18 junio 2009

Puebla Marina V: La línea de la vida



Desde el principio, Juan había estado al tanto de la preparación del Parque de la Alegría, por eso se sentía encantado de poder servir de lazarillo a su amigo de la infancia Miguel, aunque el destino les separara hacía ya una década.

El rótulo que encontraron sobre la puerta no era muy explícito: la línea de la vida. Le sonaba a la buenaventura que con más desparpajo y osadía que acierto y prudencia echaban las gitanas por las calles a los viandantes despistados o faltos de emociones. Líneas hay de muchas clases pero la de la vida se presentaba en el imaginario de Miguel como de trazo recto y toda otra línea no derecha apuntando al horizonte la percibía como una distorsión de la realidad y hasta le dolía en el alma, si bien, la historia de cada persona, nunca ha sido una línea recta sin subidas ni bajadas, sin tropiezos ni vaivenes.

Para cuando los dos amigos habían entrado en la línea de la vida, ya se les había reblandecido el corazón y avivado la curiosidad lo suficiente como para entregarse por completo a descifrar los entresijos de semejante paradoja.

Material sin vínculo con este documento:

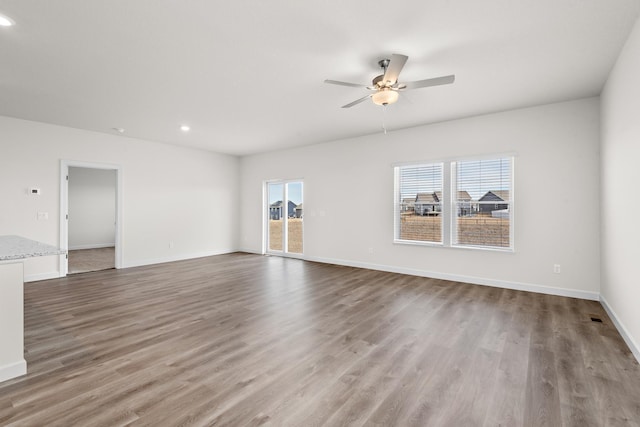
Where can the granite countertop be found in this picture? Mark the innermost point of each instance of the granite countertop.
(16, 247)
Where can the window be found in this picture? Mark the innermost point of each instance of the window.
(420, 209)
(461, 203)
(483, 214)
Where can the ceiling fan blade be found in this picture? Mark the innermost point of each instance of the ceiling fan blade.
(444, 80)
(395, 66)
(356, 102)
(339, 83)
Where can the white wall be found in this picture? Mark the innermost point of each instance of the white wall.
(170, 194)
(351, 182)
(92, 208)
(620, 188)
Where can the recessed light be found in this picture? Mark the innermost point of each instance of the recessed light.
(5, 21)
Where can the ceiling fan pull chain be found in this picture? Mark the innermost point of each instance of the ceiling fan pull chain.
(384, 127)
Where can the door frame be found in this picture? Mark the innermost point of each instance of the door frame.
(64, 209)
(285, 228)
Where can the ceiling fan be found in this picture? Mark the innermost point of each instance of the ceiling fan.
(385, 87)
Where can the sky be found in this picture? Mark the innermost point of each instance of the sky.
(295, 192)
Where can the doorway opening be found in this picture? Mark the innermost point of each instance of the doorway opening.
(284, 218)
(90, 217)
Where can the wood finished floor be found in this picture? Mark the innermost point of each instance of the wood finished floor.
(241, 339)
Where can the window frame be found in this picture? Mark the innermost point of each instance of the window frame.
(449, 188)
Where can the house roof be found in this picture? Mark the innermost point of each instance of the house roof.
(429, 198)
(149, 66)
(462, 195)
(497, 195)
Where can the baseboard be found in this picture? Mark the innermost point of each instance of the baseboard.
(92, 246)
(41, 276)
(13, 370)
(541, 289)
(633, 346)
(162, 260)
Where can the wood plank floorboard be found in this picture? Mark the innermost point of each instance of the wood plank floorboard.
(247, 340)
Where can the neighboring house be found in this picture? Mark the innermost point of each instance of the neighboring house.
(427, 204)
(275, 210)
(496, 201)
(463, 202)
(408, 204)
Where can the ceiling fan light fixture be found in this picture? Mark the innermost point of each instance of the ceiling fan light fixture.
(384, 97)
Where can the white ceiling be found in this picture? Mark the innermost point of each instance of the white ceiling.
(247, 76)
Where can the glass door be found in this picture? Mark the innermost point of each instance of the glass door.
(285, 218)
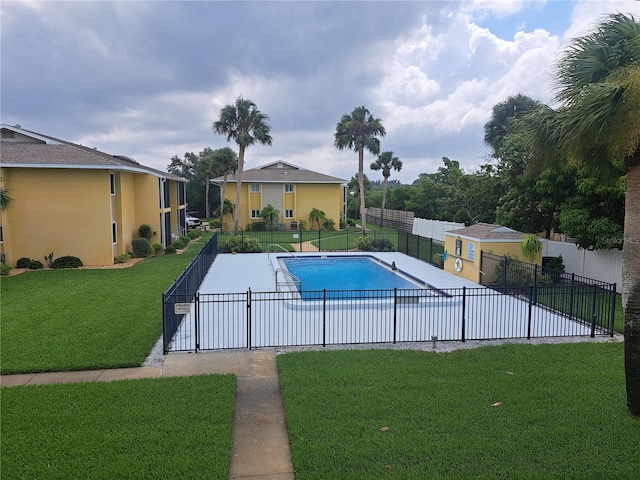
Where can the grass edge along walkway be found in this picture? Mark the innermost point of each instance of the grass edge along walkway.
(516, 411)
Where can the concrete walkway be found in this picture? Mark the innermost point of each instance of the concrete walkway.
(260, 438)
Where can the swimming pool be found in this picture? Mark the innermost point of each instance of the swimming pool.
(347, 277)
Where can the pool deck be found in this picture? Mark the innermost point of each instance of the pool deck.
(228, 273)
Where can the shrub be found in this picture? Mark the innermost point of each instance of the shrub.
(257, 227)
(382, 245)
(49, 259)
(23, 262)
(35, 265)
(141, 247)
(329, 224)
(122, 258)
(145, 231)
(364, 244)
(67, 261)
(239, 244)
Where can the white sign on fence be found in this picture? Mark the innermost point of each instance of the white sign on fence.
(181, 308)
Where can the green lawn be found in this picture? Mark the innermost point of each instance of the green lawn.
(562, 413)
(56, 320)
(164, 428)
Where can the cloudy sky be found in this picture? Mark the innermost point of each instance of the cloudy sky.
(147, 78)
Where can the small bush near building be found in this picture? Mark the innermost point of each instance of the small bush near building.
(23, 262)
(329, 224)
(239, 244)
(68, 261)
(35, 265)
(141, 247)
(124, 258)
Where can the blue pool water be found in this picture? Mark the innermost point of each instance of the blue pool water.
(344, 273)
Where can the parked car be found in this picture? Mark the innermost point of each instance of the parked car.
(193, 222)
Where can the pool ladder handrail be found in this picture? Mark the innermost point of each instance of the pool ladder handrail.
(294, 281)
(281, 248)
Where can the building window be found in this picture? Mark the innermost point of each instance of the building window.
(182, 199)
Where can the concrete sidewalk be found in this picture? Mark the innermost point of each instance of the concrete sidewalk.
(260, 438)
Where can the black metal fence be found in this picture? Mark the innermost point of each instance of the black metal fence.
(571, 294)
(273, 319)
(184, 290)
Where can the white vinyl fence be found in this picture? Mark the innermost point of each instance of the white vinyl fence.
(603, 265)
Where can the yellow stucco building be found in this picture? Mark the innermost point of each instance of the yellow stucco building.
(464, 248)
(292, 190)
(68, 199)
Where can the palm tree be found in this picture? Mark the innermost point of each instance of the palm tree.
(5, 199)
(207, 167)
(385, 162)
(245, 124)
(357, 131)
(226, 162)
(597, 124)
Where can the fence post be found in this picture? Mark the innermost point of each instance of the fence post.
(464, 311)
(197, 318)
(324, 317)
(612, 313)
(395, 312)
(593, 311)
(249, 319)
(530, 311)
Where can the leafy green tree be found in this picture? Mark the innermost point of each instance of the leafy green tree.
(386, 162)
(597, 124)
(503, 119)
(357, 131)
(226, 162)
(187, 167)
(247, 125)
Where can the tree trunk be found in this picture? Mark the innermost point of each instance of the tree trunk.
(236, 209)
(361, 187)
(384, 197)
(223, 192)
(207, 210)
(631, 285)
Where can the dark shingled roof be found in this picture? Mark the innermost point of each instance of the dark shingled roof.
(62, 154)
(280, 172)
(487, 231)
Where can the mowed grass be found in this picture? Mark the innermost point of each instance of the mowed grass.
(56, 320)
(148, 429)
(562, 413)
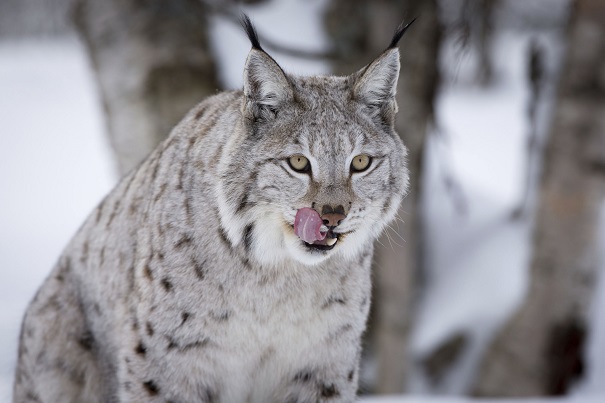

Desde la puerta y por sobre el suelo nacían dos líneas que cruzaban la estancia de parte a parte. Una de ellas era enteramente recta mientras que la otra, aunque corría paralela a la primera realizaba un recorrido de trazos irregulares, con altibajos, vueltas y revueltas. En un punto se separaban ambas y en otro tramo casi llegaban a confundirse. Al final las dos iban a morir al mismo lugar. Corría el rumor de que si la recta era la línea de la vida, la otra tendría que ser necesariamente la línea de la muerte. O, discurría Miguel, tal vez la una era la vida trazada y la otra la realmente vivida. O que una era como el testigo que auxiliaba al caminante. O bien que una era la contraparte de la otra en un matrimonio secreto e ignorado por la mayoría de las personas. Y así iban hilvanando las más disparatadas explicaciones que se les venían a la cabeza.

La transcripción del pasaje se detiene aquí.